Daniel Farey-Jones: Data and Direct bulletin editor
Daniel Farey-Jones: Data and Direct bulletin editor
A view from Daniel Farey-Jones

Publishers on slow road to data marketplace?

Amid the increasing hype around the intersection between data and media buying, there was a useful reality check last Friday at the annual gathering of online publishers, the AOP Summit.

Data has clearly moved up the AOP’s agenda. Last year it was not judged worthy of a session but this year there were two, including an hour-long panel on data trading.

Publishers on the panel were enthusiastic about the opportunities for selling information about their audience to media agencies, especially Richard Foster from Future, but were far from doe-eyed.

Foster, who as digital director at Future has the benefit of dealing directly with agency trading desks, told panel moderator Matt O’Neill that the market was "nascent" and his company was still feeling its way in establishing a settled pricing structure.

The impression that publishers have their work cut out to make serious profit from trading data was reinforced when Foster highlighted the complexity for publishers of getting their own technology to engage with third parties and how the sector was not able to access finance as easily as more fashionable new entrants in the online ecosystem.
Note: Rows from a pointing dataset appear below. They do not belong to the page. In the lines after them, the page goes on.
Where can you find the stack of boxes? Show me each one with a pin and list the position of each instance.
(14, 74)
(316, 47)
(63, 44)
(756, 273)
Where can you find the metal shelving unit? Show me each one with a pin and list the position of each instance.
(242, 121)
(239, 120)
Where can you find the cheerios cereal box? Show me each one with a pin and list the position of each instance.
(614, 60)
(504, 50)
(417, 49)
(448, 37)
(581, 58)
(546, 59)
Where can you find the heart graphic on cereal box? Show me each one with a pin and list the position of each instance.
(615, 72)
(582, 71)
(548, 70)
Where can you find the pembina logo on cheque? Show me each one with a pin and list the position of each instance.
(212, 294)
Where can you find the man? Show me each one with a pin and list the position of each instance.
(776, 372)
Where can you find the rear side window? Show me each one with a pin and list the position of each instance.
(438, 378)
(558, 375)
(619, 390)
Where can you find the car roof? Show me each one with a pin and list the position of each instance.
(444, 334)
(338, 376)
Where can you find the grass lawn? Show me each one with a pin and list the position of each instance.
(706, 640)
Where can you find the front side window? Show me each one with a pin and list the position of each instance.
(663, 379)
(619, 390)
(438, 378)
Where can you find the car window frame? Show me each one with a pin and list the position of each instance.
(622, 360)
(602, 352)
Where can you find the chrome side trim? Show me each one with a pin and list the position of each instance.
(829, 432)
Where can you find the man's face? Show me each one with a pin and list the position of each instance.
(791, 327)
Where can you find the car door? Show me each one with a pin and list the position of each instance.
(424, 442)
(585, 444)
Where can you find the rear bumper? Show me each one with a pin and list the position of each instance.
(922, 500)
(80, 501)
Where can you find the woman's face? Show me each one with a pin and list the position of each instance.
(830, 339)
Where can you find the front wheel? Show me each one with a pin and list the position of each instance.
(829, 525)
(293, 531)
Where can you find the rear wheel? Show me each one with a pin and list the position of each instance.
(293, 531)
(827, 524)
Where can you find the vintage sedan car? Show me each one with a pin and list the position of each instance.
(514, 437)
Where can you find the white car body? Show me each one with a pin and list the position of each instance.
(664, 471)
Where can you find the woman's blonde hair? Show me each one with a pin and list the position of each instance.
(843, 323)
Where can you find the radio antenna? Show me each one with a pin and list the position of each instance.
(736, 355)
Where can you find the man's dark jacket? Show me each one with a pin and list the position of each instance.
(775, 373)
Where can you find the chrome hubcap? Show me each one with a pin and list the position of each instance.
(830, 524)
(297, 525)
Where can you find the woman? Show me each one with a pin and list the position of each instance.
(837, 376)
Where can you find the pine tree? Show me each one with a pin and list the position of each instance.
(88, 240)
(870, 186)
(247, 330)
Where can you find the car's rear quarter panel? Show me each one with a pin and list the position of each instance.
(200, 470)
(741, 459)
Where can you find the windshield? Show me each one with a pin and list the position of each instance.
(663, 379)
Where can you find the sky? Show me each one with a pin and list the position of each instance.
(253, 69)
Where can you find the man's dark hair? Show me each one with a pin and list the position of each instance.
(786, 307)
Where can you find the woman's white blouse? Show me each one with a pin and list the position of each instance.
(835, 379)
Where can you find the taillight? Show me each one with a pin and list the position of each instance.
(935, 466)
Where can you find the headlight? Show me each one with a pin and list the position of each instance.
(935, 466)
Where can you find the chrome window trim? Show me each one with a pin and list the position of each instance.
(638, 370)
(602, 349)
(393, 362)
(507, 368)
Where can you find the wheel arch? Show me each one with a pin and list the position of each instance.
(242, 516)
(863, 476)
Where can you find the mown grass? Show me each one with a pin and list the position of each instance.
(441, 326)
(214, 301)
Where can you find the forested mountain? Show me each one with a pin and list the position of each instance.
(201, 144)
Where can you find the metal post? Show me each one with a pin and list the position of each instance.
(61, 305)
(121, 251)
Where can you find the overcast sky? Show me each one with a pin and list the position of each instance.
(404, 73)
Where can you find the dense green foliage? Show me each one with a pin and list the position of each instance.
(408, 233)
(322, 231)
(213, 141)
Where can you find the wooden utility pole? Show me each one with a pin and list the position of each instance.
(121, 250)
In addition, the need to learn to walk before you can run was the message coming from the panel’s other publishing representative, Marcus Wilkinson.

Wilkinson, publishing director at the more business audience-focused IDG UK, stressed the importance of exploiting data well for internal purposes before being able to work out "the true value in terms of putting it outside the organisation".

When I asked members of the panel what progress they had made in integrating their offline and online data, Wilkinson candidly admitted the process of bringing "seven or eight sources" together had taken at least "a couple of years" and the system, while "an amazing tool", had initially suffered from an overly-complex interface.

As for the idea of monetising this effort by selling some of the data to advertisers, Wilkinson said IDG was experimenting but, cautioning that publishers should be careful to establish a premium for data at the beginning of the market, added he was keeping close control of it.

With many publishers still grappling with such issues, there may be no overnight take-off in the size of the marketplace - as the more places agencies have to go to get data, and the harder different sources are to compare, the more prohibitive the cost of trying to target their ads.

This was a point made earlier in the day by ITV’s managing director of commercial and online Fru Hazlitt and again in the 'Dealing in Data' session by VivaKi’s head of product, audience on demand, Paul Silver.

"What is critical, is whatever we do as broadcasters and publishers, we still need to work on a common targeting approach," she said.

"We need there to be one [standard approach] across all major publishers, agencies and advertisers, so that it reduces transaction costs and really does create value."

Silver called for "some common langugage" and structure, claiming "the third party data space feels a bit like the wild west".